Taco Bell, which already offers more than 15 items on its “Veggie Cravings” menu, is also testing additional plant-based options – including its Cravetarian meatless protein made from a seasoned blend of chickpeas and peas.

“With more than 7,000 restaurants nationwide and consumers’ growing sustainability concerns, we see the opportunity – and responsibility – to make a positive environmental impact,” said Missy Schaaphok, Taco Bell's director of global nutrition and sustainability, adding that consumers shouldn’t have to “choose between crave-ability and responsible dining.”

Starbucks and Panera, meanwhile, have highlighted their respective commitments in recent sustainability reports noted by World Animal Protection.

In its 2020 Global Environmental and Social Impact Report, Starbucks said, “To meet our 2030 goals, we set five key strategies, rooted in science, grounded in Starbucks Mission and Values, and informed by comprehensive market research and trials: Expand plant-based menu options.”

While the COVID-19 pandemic delayed plans to test several plant-based dishes, Panera said its “long-term aspiration is to have a menu where half of our entrees are plant-based,” according to its most recent sustainability report.

Thirty-nine of the top 50 fast-food restaurants, however, aren’t taking meaningful steps to provide vegans and vegetarians with much more than the ketchup packets next to the napkin dispensers, according to the World Animal Protection report.

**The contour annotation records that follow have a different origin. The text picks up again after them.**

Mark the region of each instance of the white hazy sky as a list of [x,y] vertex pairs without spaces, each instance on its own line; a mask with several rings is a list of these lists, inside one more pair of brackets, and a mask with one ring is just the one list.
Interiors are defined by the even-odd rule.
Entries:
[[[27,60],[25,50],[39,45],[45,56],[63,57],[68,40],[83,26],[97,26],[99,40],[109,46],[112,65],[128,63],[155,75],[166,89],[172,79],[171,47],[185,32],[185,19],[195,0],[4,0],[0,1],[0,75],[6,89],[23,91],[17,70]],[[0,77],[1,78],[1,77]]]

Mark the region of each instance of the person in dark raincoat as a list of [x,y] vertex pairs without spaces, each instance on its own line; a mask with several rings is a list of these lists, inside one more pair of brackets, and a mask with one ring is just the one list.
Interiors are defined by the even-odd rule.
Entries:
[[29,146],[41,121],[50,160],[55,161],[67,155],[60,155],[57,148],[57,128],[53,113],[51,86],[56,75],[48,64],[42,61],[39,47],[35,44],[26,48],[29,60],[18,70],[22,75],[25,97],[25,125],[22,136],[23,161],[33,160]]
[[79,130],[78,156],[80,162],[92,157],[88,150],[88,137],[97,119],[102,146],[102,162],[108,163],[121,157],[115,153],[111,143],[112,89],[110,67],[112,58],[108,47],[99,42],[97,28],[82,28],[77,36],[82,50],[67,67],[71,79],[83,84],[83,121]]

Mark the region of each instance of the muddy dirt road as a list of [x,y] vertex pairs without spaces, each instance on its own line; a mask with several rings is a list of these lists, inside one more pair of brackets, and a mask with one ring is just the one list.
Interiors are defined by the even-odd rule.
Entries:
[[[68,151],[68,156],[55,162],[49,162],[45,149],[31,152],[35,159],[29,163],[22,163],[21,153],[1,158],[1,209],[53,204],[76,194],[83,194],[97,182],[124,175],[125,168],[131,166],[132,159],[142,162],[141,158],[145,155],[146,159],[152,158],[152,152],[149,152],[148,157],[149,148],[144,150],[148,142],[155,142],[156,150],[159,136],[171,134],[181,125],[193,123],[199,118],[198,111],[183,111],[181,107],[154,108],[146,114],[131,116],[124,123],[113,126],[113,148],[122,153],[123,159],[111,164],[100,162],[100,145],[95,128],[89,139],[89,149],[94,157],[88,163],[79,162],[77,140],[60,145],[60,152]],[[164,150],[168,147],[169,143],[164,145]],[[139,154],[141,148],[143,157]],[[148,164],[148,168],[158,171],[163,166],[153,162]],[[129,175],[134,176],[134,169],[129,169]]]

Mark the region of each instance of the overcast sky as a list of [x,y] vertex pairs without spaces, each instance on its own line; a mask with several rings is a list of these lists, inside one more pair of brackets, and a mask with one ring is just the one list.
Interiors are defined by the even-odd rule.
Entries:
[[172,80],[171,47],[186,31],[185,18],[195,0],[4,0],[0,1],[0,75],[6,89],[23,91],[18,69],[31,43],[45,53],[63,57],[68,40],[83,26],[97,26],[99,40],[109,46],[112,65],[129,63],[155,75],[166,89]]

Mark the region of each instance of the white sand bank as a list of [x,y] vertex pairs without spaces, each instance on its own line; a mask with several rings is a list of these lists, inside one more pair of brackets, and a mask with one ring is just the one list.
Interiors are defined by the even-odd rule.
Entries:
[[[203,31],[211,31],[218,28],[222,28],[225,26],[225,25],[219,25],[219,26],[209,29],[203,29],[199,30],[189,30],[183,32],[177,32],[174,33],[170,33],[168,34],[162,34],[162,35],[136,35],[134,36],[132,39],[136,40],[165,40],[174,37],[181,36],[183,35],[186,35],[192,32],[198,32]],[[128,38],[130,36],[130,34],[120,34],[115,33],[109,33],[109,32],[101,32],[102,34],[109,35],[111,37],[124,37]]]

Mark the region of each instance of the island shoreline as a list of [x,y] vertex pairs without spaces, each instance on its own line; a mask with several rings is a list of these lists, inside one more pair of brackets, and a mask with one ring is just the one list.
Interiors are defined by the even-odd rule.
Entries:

  • While McDonald’s began testing its McPlant vegan burger at eight U.S. locations across four states this month, the American fast-food icon has lagged behind Burger King, long its primary rival. BK launched the Impossible Whopper at its 7,000-plus locations more than two years ago, and the company has reported U.S. guests who chose the meatless burger in 2020 “avoided the equivalent greenhouse gas emissions of driving about 520 million miles in an average passenger vehicle.”

  • Subway, with nearly 24,000 locations – the most of any chain – has yet to provide a plant-based meat option nationally and failed to make a public commitment to expand its menu or reduce meat consumption.

  • Unlike KFC, which has carried out plant-based chicken trials, Chick-fil-A hasn’t featured a plant-based alternative on its menu, publicly detailed any such plans or recognized the benefits of reducing animal proteins.

The World Animal Protection list of “Dining Dawdlers” also includes Arby’s, Dairy Queen, Domino’s, Dunkin’, Panda Express and Wendy’s.

The message for those straggling chains, Harsh said, is to recognize the plant-based movement as an “important and necessary direction” for the sustainability of the planet – and for their bottom line.

“To not catch up,” he said, “is going to be detrimental to their business.”